Some of the barriers at protest areas have come down
or been opened up in recent days
There remain people though who don't want to give up battling,
not least because they feel there's still much to fight for
Still, already, in the minds of many, much has been achieved
This just in: Hong Kong's Chief Secretary Carrie Lam has agreed to meet with Umbrella Revolution/Movement representatives and Federation of Students leaders this Friday (October 10). I reckon many people will greet this news with some relief -- if nothing else then because they see this as a development from "just" protesting to actually talking with the other side, and a sign that there will be no attempts by the police to forcibly and violently clear the protest areas (while using pepper spray, tear gas or some other weapons at their disposal) in the next few days at least.
If truth be told, I think many people suspect that the authorities won't be making any (major) concessions or announcements of policy changes as a result of these talks. At the same time though, the agreement to sit down and talk can be read as an official, even implicit, acknowledgement that there are a substantial amount of Hong Kongers out there with serious and genuine grievances who are impossible to ignore and just wish away.

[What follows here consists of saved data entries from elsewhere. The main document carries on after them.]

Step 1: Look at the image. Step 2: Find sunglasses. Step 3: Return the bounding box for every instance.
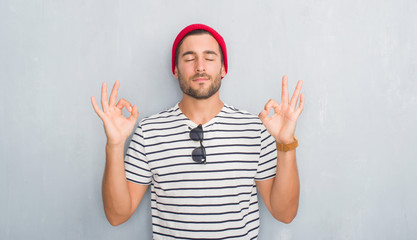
[190,124,206,164]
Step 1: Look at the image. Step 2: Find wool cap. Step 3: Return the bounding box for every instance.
[172,24,228,75]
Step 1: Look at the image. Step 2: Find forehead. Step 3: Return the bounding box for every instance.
[178,33,221,55]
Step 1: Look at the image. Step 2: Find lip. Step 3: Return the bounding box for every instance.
[193,77,209,82]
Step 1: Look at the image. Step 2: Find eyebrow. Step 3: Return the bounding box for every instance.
[181,50,218,57]
[204,50,218,56]
[181,51,195,57]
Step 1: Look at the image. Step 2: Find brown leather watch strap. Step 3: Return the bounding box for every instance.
[276,136,298,152]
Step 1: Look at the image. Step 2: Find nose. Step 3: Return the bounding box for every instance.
[195,57,205,72]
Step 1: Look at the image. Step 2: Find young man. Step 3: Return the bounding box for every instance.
[91,24,304,239]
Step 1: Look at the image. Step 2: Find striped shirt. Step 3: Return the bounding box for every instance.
[124,103,277,240]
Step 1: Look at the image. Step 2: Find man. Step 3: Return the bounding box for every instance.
[91,24,304,239]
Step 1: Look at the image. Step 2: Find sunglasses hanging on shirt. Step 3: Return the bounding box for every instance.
[190,124,206,164]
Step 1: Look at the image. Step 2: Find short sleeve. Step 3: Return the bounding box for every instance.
[255,126,277,181]
[124,125,152,185]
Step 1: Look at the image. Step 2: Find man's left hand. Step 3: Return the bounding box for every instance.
[258,75,305,144]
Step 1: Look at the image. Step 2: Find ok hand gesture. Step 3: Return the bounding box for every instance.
[91,81,139,146]
[259,75,304,144]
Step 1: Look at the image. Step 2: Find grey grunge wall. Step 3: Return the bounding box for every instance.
[1,0,416,239]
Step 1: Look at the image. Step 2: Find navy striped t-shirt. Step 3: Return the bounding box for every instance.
[124,103,277,240]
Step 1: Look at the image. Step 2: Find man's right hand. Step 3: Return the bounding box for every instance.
[91,80,139,146]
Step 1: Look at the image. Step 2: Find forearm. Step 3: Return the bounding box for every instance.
[102,143,132,225]
[270,149,300,222]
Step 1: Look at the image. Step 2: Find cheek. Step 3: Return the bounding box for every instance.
[205,61,220,70]
[178,62,194,73]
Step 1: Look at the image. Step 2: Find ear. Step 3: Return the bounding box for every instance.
[221,64,226,78]
[174,66,179,79]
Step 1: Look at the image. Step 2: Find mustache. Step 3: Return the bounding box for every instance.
[192,73,211,79]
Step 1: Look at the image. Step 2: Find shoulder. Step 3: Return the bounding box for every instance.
[219,104,263,126]
[222,104,261,120]
[138,104,182,128]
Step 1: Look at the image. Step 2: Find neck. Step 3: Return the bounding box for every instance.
[178,92,224,125]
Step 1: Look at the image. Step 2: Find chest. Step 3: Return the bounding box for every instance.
[144,125,262,191]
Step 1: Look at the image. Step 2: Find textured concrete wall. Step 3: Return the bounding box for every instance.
[1,0,416,239]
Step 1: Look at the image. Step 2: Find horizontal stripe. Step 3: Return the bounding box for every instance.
[154,107,179,115]
[261,134,272,143]
[222,107,253,116]
[255,173,276,181]
[261,139,275,151]
[258,156,276,167]
[125,169,150,179]
[152,217,259,233]
[124,160,149,172]
[153,184,254,192]
[151,197,256,208]
[148,152,260,164]
[151,208,258,224]
[144,136,260,149]
[260,147,276,158]
[125,150,145,160]
[153,225,259,240]
[256,165,276,175]
[146,144,260,156]
[142,111,181,122]
[145,138,190,148]
[216,115,259,120]
[214,121,262,126]
[132,132,143,139]
[146,129,261,140]
[156,176,254,184]
[151,204,254,216]
[145,130,187,140]
[151,189,253,199]
[203,128,261,133]
[130,139,144,148]
[142,123,188,133]
[141,117,189,127]
[151,160,258,171]
[153,168,257,178]
[126,177,151,185]
[127,149,146,160]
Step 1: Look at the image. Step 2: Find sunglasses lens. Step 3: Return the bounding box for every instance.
[190,125,203,141]
[192,146,206,163]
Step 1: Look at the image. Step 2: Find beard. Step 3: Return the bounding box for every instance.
[178,69,222,100]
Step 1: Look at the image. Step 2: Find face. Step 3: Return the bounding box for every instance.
[174,33,226,100]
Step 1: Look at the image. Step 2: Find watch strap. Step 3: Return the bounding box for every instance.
[276,136,298,152]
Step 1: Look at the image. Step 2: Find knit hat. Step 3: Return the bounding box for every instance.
[172,24,228,75]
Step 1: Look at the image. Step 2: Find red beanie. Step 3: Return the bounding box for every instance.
[172,24,228,75]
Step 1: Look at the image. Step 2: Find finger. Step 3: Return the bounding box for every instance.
[128,105,140,122]
[289,80,303,109]
[109,80,120,107]
[264,99,279,110]
[258,109,269,123]
[116,98,133,112]
[296,92,305,116]
[91,96,105,119]
[101,82,109,112]
[281,75,289,105]
[264,98,280,114]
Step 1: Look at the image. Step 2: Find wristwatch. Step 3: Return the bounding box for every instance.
[276,136,298,152]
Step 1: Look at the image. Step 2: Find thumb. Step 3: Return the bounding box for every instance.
[258,109,269,123]
[128,105,139,122]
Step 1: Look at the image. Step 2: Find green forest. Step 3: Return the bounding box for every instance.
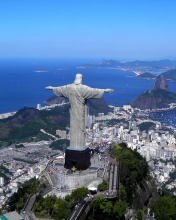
[111,143,176,220]
[112,143,149,205]
[0,106,69,146]
[49,139,70,150]
[87,197,126,220]
[0,97,111,147]
[6,178,44,212]
[138,121,156,132]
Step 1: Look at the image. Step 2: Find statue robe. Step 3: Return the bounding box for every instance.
[53,84,104,150]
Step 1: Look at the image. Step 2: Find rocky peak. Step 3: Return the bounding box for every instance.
[152,74,169,91]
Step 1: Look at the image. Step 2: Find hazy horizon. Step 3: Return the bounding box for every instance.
[1,57,176,63]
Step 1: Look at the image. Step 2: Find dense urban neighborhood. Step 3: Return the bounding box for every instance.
[0,102,176,212]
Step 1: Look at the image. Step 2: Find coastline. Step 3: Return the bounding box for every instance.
[0,111,17,119]
[76,65,142,76]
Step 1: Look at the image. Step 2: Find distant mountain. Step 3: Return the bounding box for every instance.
[138,72,156,79]
[44,96,67,105]
[123,59,176,68]
[0,97,111,146]
[77,59,176,69]
[0,106,70,145]
[87,97,112,116]
[152,74,169,91]
[162,69,176,81]
[131,89,176,110]
[77,59,122,68]
[131,75,176,109]
[44,96,112,116]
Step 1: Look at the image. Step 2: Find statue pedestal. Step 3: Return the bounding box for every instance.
[64,147,91,170]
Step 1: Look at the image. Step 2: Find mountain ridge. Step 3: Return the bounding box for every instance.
[44,96,111,116]
[77,59,176,69]
[131,75,176,109]
[0,97,111,146]
[131,89,176,110]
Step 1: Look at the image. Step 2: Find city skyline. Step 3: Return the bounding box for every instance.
[1,0,176,60]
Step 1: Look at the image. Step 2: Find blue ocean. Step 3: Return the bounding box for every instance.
[1,58,176,114]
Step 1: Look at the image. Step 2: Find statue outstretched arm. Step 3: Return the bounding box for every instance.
[45,86,53,90]
[46,85,69,98]
[104,89,114,93]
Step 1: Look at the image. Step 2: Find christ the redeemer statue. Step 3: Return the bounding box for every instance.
[46,73,114,170]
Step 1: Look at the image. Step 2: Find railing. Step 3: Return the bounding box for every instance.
[24,215,30,220]
[41,186,52,196]
[101,167,107,178]
[43,170,54,187]
[74,200,92,220]
[32,213,37,220]
[21,193,37,220]
[68,195,90,220]
[21,193,34,213]
[68,191,118,220]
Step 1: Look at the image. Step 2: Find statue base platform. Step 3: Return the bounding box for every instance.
[64,147,91,170]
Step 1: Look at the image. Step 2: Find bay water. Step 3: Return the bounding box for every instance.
[1,58,176,114]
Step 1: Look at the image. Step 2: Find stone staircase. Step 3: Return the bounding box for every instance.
[24,194,37,220]
[108,163,119,193]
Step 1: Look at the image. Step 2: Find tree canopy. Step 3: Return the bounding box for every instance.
[97,180,108,191]
[6,178,44,213]
[34,187,89,219]
[112,143,149,204]
[89,196,126,220]
[34,196,70,220]
[49,139,70,150]
[138,122,156,132]
[151,196,176,220]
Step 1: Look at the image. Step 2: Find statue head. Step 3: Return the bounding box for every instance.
[74,73,83,85]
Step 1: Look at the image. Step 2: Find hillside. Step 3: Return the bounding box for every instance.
[0,97,111,146]
[44,96,112,116]
[111,143,151,207]
[138,72,156,79]
[130,74,176,110]
[131,89,176,110]
[86,142,157,220]
[77,59,176,69]
[0,106,70,145]
[87,97,112,115]
[162,68,176,81]
[44,96,67,105]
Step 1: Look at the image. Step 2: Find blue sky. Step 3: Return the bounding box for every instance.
[0,0,176,60]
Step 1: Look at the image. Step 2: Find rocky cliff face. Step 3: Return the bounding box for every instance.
[125,180,159,220]
[132,180,158,210]
[130,74,176,109]
[153,74,169,91]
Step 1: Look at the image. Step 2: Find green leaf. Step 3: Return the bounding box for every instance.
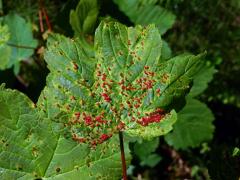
[42,135,131,180]
[140,154,162,167]
[134,138,159,158]
[161,40,172,60]
[70,0,99,37]
[164,98,215,149]
[0,25,11,70]
[188,65,216,97]
[113,0,176,34]
[136,0,158,5]
[0,24,9,44]
[45,33,96,84]
[37,33,96,122]
[232,147,240,157]
[2,13,37,74]
[0,86,58,179]
[39,21,204,144]
[69,0,98,53]
[0,86,130,179]
[133,138,161,167]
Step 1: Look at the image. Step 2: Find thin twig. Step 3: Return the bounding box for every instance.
[16,75,29,87]
[38,0,45,32]
[119,131,127,180]
[38,9,44,32]
[42,7,52,32]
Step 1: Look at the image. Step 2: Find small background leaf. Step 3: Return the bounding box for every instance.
[161,40,172,60]
[0,25,11,70]
[164,98,215,149]
[140,154,162,167]
[189,65,216,97]
[70,0,99,37]
[1,13,37,74]
[133,138,162,167]
[113,0,176,34]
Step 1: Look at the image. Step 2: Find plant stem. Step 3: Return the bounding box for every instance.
[38,9,44,33]
[119,131,127,180]
[7,43,36,50]
[42,7,52,32]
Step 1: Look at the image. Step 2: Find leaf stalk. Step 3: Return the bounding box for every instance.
[119,131,127,180]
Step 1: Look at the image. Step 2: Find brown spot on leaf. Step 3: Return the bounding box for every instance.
[56,167,61,173]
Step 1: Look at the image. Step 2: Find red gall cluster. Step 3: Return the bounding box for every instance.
[100,134,112,142]
[135,66,156,90]
[144,66,154,76]
[96,64,113,103]
[91,134,113,146]
[118,66,156,95]
[101,73,106,81]
[83,114,92,125]
[71,133,113,145]
[117,121,125,131]
[156,88,161,95]
[161,73,170,83]
[82,112,109,126]
[95,115,108,124]
[114,65,163,127]
[101,93,111,102]
[68,111,110,127]
[118,79,136,93]
[69,111,115,146]
[68,61,165,146]
[74,111,80,119]
[137,109,165,126]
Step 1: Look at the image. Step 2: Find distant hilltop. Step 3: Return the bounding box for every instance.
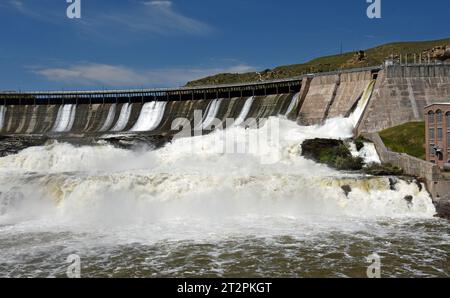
[186,37,450,87]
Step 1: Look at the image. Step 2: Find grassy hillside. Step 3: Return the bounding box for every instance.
[186,37,450,87]
[379,122,426,160]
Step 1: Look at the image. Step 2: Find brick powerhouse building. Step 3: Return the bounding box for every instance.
[425,103,450,169]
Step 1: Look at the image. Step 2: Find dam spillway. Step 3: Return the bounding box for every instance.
[0,78,301,135]
[1,64,450,137]
[0,94,295,135]
[0,67,379,136]
[1,65,449,278]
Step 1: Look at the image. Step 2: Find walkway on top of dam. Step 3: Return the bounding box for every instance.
[0,66,382,106]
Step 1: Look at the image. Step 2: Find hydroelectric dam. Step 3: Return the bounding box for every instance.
[1,64,450,278]
[1,64,450,137]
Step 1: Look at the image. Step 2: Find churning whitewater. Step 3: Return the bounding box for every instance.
[284,92,300,116]
[53,104,77,133]
[111,103,132,132]
[233,96,255,126]
[0,84,447,277]
[131,101,167,132]
[200,98,223,130]
[99,104,117,132]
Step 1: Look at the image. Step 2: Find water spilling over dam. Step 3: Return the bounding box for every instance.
[0,65,449,277]
[0,94,296,135]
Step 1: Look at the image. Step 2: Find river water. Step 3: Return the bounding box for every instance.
[0,117,448,277]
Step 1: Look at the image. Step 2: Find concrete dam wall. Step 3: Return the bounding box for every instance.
[1,64,449,137]
[358,64,450,133]
[297,70,375,125]
[295,64,450,133]
[0,94,294,136]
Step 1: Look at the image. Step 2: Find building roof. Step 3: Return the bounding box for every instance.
[425,103,450,109]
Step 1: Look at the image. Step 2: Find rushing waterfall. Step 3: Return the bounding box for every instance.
[284,92,300,116]
[0,112,443,277]
[201,98,223,129]
[130,101,167,132]
[0,84,446,277]
[99,104,117,132]
[233,96,255,126]
[0,106,6,131]
[349,80,376,127]
[52,105,77,133]
[111,103,132,132]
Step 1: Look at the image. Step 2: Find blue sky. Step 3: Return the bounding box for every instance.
[0,0,449,91]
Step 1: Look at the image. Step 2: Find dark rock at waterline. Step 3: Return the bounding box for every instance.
[435,196,450,220]
[301,139,346,160]
[0,134,173,157]
[403,195,413,202]
[404,195,414,207]
[100,135,173,150]
[353,137,366,152]
[363,163,404,176]
[341,185,352,197]
[0,136,49,157]
[388,177,398,191]
[301,138,363,171]
[413,179,423,192]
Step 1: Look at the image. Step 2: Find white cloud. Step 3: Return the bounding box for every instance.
[9,0,24,11]
[5,0,43,19]
[6,0,212,37]
[95,1,212,36]
[146,1,172,8]
[34,63,256,88]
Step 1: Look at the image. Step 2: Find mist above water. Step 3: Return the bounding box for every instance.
[0,86,445,277]
[0,116,436,237]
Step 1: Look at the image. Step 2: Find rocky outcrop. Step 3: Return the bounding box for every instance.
[0,136,49,157]
[301,138,363,170]
[422,45,450,61]
[362,163,404,176]
[0,135,173,158]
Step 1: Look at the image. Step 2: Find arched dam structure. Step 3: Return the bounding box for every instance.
[0,64,450,137]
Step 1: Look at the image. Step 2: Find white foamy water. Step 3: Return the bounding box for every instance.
[233,96,255,126]
[111,103,132,132]
[349,142,382,164]
[0,116,436,227]
[0,88,446,277]
[52,105,77,133]
[349,80,375,127]
[130,101,167,132]
[201,98,223,129]
[284,92,300,116]
[99,104,116,132]
[0,105,6,131]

In any event, I think it's well apparent to pretty much everyone concerned that Hong Kong's current Chief Executive no longer is credible enough for people to want to hold talks with. This is a man, after all, whose attempted commands seem to achieve the opposite -- to the extent that the more he demands that people stop protesting, the more people feel compelled to do the opposite! -- and distrust of whom was already very high long before the Umbrella Revolution/Movement came into being.
What's less clear is where things can and will go from here. The past two days have seen the number of protestors dwindle -- as expected, due to people heading to work or classes these weekdays. But dedicated individuals continue to man the protest sites and insist that they remain. (Of the ones I visited on October 1, only the one at Tsim Sha Tsui -- which even then was the smallest and also least stable feeling -- is no more.)
Funnily enough, while the Umbrella Revolution/Movement's pro-democracy goals may not have been achieved (yet), certain wishes on the part of Hong Kongers have already been granted. In the Sunday Morning Post two days ago, a reader named Wai Fong pointed out that "What this occupation has achieved the [Hong Kong government] could not -- reduction in pollution and less tourists congesting our transport systems and streets. Let's hope it will also lead to a reduction in property prices and retail rents so that local retailers and eateries don't have to compete with luxury goods and cosmetic shops for retail space"!
Then there's Marcus Skeen's observation that "Little does Beijing know. It is punishing the mainlanders and giving the Hong Kong people what they want" (with such as the announced ban on mainland tour groups to Hong Kong)!